Семенов завел пошленький адюльтер с молоденькой и по современному наглой сотрудницей, – гроша ломанного не стоящей. И она, войдя в силу и вкус, устраивала ему разборки прямо при всем честном народе. Слышал я, как кричала однажды рассерженная психопатка, теряя контроль над собой: "Семенов, ты мудак; ты самый главный мудак во всем мире! Ты даже на конкурсе мудаков займешь только второе место… Семенов, конечно, обижался и спрашивал – почему же только "второе место"? Да потому что ты – законченный мудак! Ты ни в чем не можешь быть на первом месте!"… Надо сказать, что и та дама выплыла из далекой провинции, ничему толком никогда не училась, работала только под прикрытием блата, да давила окружающих противной истерикой.

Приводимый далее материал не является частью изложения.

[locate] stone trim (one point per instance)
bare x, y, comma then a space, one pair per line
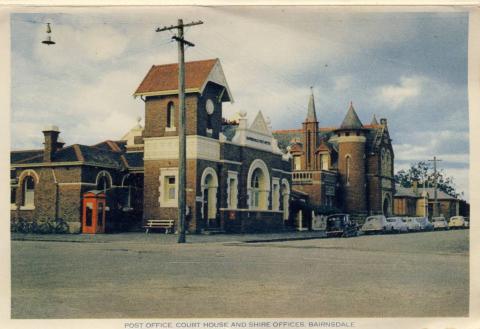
232, 175
258, 163
212, 202
165, 172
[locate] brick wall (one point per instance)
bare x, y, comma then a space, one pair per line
354, 193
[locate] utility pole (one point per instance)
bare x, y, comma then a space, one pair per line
182, 167
435, 202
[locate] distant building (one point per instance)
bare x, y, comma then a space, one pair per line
49, 183
349, 167
416, 201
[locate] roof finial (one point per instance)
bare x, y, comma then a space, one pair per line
311, 112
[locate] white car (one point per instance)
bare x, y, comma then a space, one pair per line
395, 224
439, 223
425, 224
376, 224
456, 222
412, 224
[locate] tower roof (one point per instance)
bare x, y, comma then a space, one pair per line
163, 79
311, 114
351, 120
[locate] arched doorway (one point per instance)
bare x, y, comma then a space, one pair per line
387, 206
258, 185
209, 198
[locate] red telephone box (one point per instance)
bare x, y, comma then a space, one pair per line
93, 220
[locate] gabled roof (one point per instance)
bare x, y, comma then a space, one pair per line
163, 79
351, 120
260, 125
107, 153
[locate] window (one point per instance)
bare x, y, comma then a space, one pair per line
170, 115
28, 191
232, 190
258, 185
256, 189
168, 197
285, 199
296, 163
170, 188
13, 195
347, 169
103, 183
324, 160
276, 194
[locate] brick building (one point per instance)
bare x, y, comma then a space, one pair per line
241, 177
238, 180
349, 167
416, 201
49, 183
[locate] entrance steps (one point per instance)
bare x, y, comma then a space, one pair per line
212, 231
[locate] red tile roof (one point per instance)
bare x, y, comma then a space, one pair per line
165, 77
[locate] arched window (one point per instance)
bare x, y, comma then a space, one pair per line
348, 161
28, 190
170, 115
257, 176
285, 199
258, 185
209, 185
104, 181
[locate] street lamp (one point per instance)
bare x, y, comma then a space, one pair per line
48, 41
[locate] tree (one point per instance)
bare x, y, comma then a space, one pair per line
422, 172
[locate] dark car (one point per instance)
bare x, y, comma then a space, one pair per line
340, 225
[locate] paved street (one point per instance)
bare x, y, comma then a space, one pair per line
135, 276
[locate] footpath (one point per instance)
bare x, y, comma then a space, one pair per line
169, 238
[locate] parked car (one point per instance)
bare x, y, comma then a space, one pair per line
376, 224
425, 224
456, 222
439, 223
412, 224
396, 225
340, 225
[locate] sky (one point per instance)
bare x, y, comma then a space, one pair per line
407, 67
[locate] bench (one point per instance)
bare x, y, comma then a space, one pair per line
166, 224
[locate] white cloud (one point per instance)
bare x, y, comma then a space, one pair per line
395, 95
77, 46
342, 83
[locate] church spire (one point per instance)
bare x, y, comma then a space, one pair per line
311, 114
351, 120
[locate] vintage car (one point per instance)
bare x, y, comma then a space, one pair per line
396, 224
412, 224
375, 224
456, 222
439, 223
340, 225
425, 224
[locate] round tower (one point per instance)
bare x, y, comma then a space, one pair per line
351, 137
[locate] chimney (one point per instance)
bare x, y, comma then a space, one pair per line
51, 143
415, 187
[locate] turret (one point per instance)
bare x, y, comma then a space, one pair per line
310, 135
351, 138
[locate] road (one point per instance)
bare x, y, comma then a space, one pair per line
414, 275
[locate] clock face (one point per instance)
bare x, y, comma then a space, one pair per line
210, 107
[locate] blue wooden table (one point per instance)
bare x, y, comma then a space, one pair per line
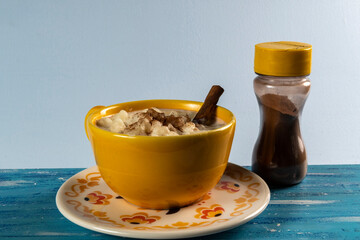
326, 205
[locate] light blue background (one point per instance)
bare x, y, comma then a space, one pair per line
60, 58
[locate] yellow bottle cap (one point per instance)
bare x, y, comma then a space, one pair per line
283, 59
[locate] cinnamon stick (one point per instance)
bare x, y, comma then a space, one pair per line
207, 113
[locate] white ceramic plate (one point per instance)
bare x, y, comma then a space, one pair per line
239, 196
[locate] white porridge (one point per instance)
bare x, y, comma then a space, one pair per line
154, 122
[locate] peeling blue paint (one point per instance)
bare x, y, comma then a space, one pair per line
325, 205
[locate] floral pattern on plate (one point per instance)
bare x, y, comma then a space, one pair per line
239, 196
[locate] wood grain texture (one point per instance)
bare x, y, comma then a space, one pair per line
326, 205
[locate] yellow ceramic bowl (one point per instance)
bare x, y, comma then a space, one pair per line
160, 172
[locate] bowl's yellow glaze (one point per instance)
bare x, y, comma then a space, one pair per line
160, 172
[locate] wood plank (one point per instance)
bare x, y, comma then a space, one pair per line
325, 205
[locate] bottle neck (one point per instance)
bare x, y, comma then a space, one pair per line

Наш Егоров, помнится, тоже был пленен особой, явившейся из далеких краев, но их отношения носили больше лирико-эпический характер. Полагаю, что и коитус у них происходил чаще виртуальный, умозрительный, чем плотский. Влюбленные больше наслаждались тесными потливыми танцами, затеваемыми нашим начальником – продвинутым алкоголиком, любившим за счет казны устраивать банкеты в полумраке плавучих ресторанов. В издержках секса, естественно, был виноват не начальник – он-то успевал наставлять рога супруге. Егорову за грехи дьявол рано подарил импотенцию: еще в детстве ребенка мучили ночные страхи, и он нещадно мочился в постель. Многие сексуальные неприятности усугубляются геморроем и застойным простатитом. Как известно, то – профессиональные заболевания, всегда наступающие у слишком усердных творцов "деловых бумаг". Издержки чиновничьего усердия не компенсируются высокими окладами, персональными автомобилями и прочими подачками. Они лишь ускоряют формирование душевных калек. В столь гнусной среде не пахло рыцарством, здесь стоял дух затхлой интриги и откровенного головотяпства. Короче говоря, творцы большого количества бумажного мусора только портили суть ответственных дел, а это уже был приговор Егорову.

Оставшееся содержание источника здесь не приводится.